KUALA LUMPUR (June 17): YTL Corp Bhd's net profit for the third quarter ended March 31, 2020 dropped 66% to RM29.52 million, from RM85.8 million a year earlier, mainly due to the impact of the Covid-19 pandemic which affected some of its business segments such as hotels.

Earnings per share fell to 0.28 sen from 0.8 sen, the group's filing with Bursa Malaysia showed.

Profits fell despite revenue rising 12% to RM4.81 billion from RM4.31 billion a year ago.

The group noted that its construction business recorded higher earnings as a result of significant progress in construction work.

Its cement manufacturing and trading segment recorded higher revenue due to the consolidation of Malayan Cement Bhd coupled with higher sales volume and selling price in China. However, the segment recorded lower profit before tax due to the finance costs of the acquisition of Malayan Cement.

Meanwhile, the hotels business saw lower revenue and profit before tax as it was impacted by the Movement Control Order in the final days of the quarter, YTL said.

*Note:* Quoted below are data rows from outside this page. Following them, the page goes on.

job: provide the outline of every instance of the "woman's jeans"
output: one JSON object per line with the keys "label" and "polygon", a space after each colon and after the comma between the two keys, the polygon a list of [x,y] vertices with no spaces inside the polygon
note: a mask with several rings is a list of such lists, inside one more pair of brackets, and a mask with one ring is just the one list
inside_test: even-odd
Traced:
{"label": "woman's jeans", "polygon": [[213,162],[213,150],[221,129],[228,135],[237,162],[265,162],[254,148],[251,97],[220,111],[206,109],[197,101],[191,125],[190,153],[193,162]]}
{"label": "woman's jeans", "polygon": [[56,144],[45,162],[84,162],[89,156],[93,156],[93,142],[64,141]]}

For the cumulative nine months ended March 31, 2020, net profit fell 76% to RM62.37 million versus RM256.41 million for the previous corresponding period, though revenue rose 21% to RM15.64 billion from RM12.96 billion.

Looking ahead, YTL said the group's financial performance in the final quarter is expected to be adversely affected by the Covid-19 outbreak.

Shares in YTL closed two sen or 2.4% higher at 85.5 sen yesterday, for a market capitalisation of RM9.11 billion.